Ultrathink: why Claude is still the king
Data Doesn't Lie: Despite Free Alternatives, Developers Pay Premium for Claude's Reliability
OpenRouter has become the de-facto place for new models to be dropped, and the open source community is embracing this practice, with an ever growing number of tokens being sent through them.
What makes OpenRouter valuable isn't just that it provides access to multiple models, but that it gives us visibility into actual usage. Before, we had to rely on company press releases and cherry-picked benchmarks. Now we can see what developers are actually choosing when they build things.For example, we can see lots of new apps using Deepseek's latest v3 model.
Google's token usage is high, but a significant portion is subsidized
We decided to see which is really the favorite model today on the platform; across all apps. On an absolute basis, Google seems to be winning by a lot, but does that mean their models are the best?
If you zoom out, the story is a bit different. Google’s models are genuinely good—I'm not suggesting otherwise—but about ~22% of their total token usage (as of today) is subsidized via free models. This turns out to be a great strategy for getting more usage, but it doesn't tell you much about what models are actually the best.
Free tokens are like free samples at the grocery store. They're good for getting people to try your product, but they don't necessarily indicate preference. What matters more is what people choose when they're spending their own money.
Claude is still the favorite paid model in OpenRouter
Compare this to Anthropic: they have no free models at all. In fact, Claude 3.7 Sonnet is getting used even more than Gemini 2.5 Pro’s free and paid versions combined!
Of course if you’re cash-strapped you’ll use Gemini 2.5 Pro, but you’ll be subject to heavy rate-limiting. So when you get fed up with that, you have to choose: do you pay for the same model you’ve been using, or do you switch to a different model? Among those willing to pay, Claude 3.7 Sonnet is seeing three times as much usage.
Without a doubt the growth of Google has been incredible, and I really like that they're releasing cheap models which perform very well, plus bigger context windows with great retrieval capabilities. But they are only winning if you look at their free models. It'll be really interesting to see if Gemini 2.5's usage stays this high once those free credits dry up.
This reminds me of what happened with cloud providers. AWS wasn't always the cheapest option, but it became the most trusted. When you're building something that matters, you optimize for reliability over cost within reason. The fact that developers are willing to pay more for Claude suggests they're getting something valuable in return.
I think what we're seeing is the beginning of a bifurcation in the market. There will be cost-sensitive applications that use whatever is cheapest (or free). And there will be reliability-sensitive applications that use whatever performs most consistently, even at a premium. This has happened in virtually every technology market as it matures.
What's Anthropic’s secret sauce?
Yesterday, Dario Amodei, the founder of Anthropic published a short article about The urgency of Interpretability, and we couldn't agree more. Interpretability is the science to understand what's really going on inside language models, not just optimizing for benchmark scores but actually figuring out how all the decisions are made.

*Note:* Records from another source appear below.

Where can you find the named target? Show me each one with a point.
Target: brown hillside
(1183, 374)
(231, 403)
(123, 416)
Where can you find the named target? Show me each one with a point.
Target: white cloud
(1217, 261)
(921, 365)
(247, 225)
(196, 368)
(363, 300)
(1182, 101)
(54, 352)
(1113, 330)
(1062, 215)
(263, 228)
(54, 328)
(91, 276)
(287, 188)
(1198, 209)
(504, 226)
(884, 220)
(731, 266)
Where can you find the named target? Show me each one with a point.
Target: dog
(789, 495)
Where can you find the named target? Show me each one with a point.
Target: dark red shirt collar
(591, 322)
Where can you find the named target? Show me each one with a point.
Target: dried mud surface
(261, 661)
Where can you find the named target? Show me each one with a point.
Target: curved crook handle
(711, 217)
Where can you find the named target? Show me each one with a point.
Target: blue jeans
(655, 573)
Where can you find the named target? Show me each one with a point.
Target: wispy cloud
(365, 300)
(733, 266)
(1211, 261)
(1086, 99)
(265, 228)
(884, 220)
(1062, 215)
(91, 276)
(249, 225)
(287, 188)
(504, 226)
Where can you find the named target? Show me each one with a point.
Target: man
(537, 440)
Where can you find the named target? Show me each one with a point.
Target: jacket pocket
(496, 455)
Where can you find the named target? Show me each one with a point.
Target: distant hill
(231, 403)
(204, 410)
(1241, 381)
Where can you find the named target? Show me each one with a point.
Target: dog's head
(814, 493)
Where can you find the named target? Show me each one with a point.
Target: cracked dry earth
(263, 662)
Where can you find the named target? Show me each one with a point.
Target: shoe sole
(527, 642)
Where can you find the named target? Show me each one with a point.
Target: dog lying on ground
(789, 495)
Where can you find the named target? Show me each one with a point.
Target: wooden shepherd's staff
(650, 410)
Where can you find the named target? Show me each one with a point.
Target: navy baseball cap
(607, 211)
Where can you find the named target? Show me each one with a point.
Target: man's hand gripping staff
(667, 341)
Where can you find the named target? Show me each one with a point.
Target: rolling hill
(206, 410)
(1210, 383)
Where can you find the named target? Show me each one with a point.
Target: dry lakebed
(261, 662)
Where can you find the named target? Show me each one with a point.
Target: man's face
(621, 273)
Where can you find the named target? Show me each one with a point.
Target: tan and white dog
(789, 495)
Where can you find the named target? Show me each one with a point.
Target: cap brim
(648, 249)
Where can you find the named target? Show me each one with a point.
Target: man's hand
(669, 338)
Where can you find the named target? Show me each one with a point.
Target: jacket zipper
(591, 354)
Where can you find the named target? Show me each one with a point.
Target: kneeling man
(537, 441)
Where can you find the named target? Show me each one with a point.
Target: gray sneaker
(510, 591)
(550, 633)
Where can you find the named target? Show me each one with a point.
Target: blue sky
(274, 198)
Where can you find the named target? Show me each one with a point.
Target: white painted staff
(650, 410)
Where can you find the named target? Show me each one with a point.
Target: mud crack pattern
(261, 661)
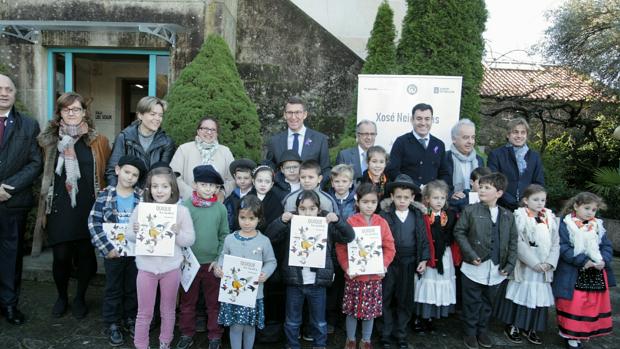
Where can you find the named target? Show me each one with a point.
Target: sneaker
(115, 336)
(533, 338)
(60, 307)
(215, 344)
(185, 342)
(470, 342)
(512, 333)
(484, 340)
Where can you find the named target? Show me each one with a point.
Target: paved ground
(42, 331)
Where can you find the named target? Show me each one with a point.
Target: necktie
(2, 120)
(296, 142)
(423, 142)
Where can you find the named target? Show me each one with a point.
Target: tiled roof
(539, 83)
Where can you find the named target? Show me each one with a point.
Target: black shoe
(115, 336)
(484, 340)
(60, 307)
(79, 308)
(512, 334)
(533, 338)
(13, 316)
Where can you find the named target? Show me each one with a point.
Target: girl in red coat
(362, 293)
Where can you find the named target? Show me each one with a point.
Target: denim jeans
(295, 296)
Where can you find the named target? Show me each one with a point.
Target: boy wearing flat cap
(211, 225)
(114, 204)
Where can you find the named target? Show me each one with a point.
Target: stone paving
(43, 331)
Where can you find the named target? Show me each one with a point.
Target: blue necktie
(296, 142)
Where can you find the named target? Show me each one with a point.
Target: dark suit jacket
(351, 156)
(408, 156)
(314, 146)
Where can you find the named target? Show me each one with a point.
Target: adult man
(308, 143)
(20, 165)
(365, 135)
(419, 154)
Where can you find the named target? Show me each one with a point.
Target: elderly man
(418, 154)
(20, 165)
(308, 143)
(365, 135)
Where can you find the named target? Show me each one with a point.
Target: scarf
(197, 201)
(584, 236)
(462, 164)
(520, 155)
(207, 150)
(68, 135)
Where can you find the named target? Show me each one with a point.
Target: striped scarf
(69, 134)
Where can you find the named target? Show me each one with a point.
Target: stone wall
(281, 51)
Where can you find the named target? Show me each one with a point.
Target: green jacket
(211, 227)
(473, 234)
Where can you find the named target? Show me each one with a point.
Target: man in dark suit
(365, 134)
(418, 154)
(308, 143)
(20, 165)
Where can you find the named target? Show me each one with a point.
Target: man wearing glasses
(365, 135)
(308, 143)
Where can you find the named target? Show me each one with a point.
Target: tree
(210, 85)
(584, 35)
(445, 38)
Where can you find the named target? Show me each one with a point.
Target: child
(582, 279)
(287, 178)
(209, 218)
(456, 202)
(162, 272)
(342, 190)
(377, 159)
(362, 293)
(487, 236)
(241, 170)
(308, 283)
(412, 253)
(114, 205)
(310, 178)
(528, 293)
(247, 242)
(435, 290)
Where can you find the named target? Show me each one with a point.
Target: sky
(514, 27)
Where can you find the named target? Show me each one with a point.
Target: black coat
(21, 161)
(128, 143)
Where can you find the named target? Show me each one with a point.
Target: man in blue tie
(308, 143)
(419, 154)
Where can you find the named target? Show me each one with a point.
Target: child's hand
(286, 217)
(262, 277)
(421, 267)
(331, 217)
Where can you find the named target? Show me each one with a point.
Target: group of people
(443, 216)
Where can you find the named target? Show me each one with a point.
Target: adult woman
(204, 150)
(143, 138)
(75, 158)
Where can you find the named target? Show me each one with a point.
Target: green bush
(210, 85)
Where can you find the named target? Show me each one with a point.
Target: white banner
(388, 99)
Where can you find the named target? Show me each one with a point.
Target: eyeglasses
(366, 134)
(207, 129)
(71, 110)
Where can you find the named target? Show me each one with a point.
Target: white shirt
(300, 138)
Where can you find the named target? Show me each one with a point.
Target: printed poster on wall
(387, 100)
(239, 284)
(116, 235)
(308, 243)
(189, 268)
(155, 237)
(366, 251)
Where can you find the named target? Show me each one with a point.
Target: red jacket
(387, 242)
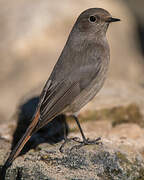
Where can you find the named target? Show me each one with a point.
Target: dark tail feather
(15, 152)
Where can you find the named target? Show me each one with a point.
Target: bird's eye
(92, 19)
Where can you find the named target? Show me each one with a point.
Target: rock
(33, 34)
(108, 161)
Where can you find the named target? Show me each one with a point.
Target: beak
(110, 19)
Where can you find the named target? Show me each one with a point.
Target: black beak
(110, 19)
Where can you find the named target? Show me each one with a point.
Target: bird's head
(94, 20)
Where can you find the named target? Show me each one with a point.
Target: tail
(15, 152)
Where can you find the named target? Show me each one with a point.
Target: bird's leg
(86, 141)
(66, 139)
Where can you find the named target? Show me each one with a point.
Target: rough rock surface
(115, 115)
(112, 160)
(34, 32)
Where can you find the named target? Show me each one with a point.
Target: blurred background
(33, 34)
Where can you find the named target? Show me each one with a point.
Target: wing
(56, 96)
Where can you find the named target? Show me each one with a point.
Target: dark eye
(92, 19)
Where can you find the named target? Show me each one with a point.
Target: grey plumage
(78, 74)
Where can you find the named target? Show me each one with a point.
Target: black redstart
(77, 76)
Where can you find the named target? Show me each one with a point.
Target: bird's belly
(85, 96)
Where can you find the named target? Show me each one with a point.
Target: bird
(77, 76)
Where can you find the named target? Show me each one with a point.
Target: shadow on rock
(52, 133)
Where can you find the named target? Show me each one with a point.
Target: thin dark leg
(81, 131)
(85, 141)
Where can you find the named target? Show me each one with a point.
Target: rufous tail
(15, 152)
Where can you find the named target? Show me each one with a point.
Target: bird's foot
(76, 139)
(81, 143)
(87, 142)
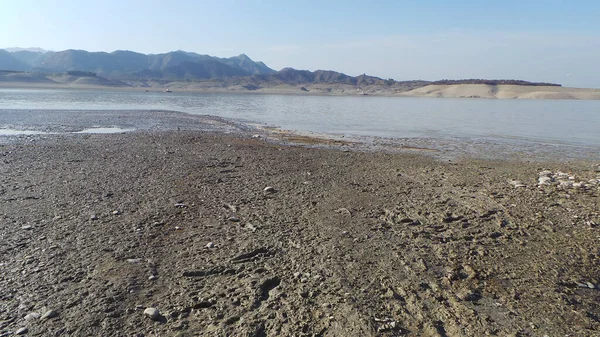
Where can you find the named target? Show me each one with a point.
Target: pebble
(21, 331)
(517, 183)
(152, 313)
(49, 314)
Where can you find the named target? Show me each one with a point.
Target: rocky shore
(192, 233)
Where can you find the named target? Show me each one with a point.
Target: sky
(551, 40)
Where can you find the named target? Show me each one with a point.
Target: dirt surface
(96, 229)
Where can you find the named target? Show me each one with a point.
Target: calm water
(544, 121)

This focus on interpretability isn't new for Anthropic. They have a deep research tradition in this area going back to Chris Olah's pioneering work. In fact, back in 2021, they created Garcon, a “microscope” to understand what's going on inside LLMs. This tool allowed Anthropic researchers to keep probing the internal workings of these models, access intermediate activations, and modify individual components—essentially giving them x-ray vision into the neural networks.
About a month ago, they published "On the Biology of a Large Language Model", where their interpretability team tackled the fundamental question of how LLMs generate text. They're not just building black boxes; they're trying to understand what's happening inside.
Why does this matter? When you're doing complex tasks like coding, you need models that can follow multiple steps without losing track of what they're doing. Understanding how models work internally lets you improve their reasoning abilities in these multi-step scenarios.

I suspect this deep focus on understanding why their models work, not just that they work, is building the kind of trust and reliability that keeps developers coming back, even when cheaper or free options are everywhere. When you're building something real, predictable, high-quality output often matters more than raw token price. That's where Claude continues to shine.
Most AI benchmarks today measure capabilities in ideal conditions. They don't adequately capture reliability—how consistently a model performs across diverse, real-world scenarios. Anthropic seems uniquely focused on this aspect, which matters enormously in production.
The market is speaking clearly: despite aggressive pricing from competitors and even free alternatives, developers are choosing to pay for Claude. The value gap must be significant enough to overcome price sensitivity.
What we're witnessing is the AI market maturing from novelty to utility. The initial excitement about capabilities is giving way to practical concerns about reliability. This transition happens in every technology market, and as AI becomes more integrated into critical systems, consistency will matter more than raw performance.
The models that win long-term won't necessarily be the ones with the flashiest demos or lowest prices, but those that developers can truly depend on. Right now, Claude seems to understand this better than most—and the usage data suggests developers agree.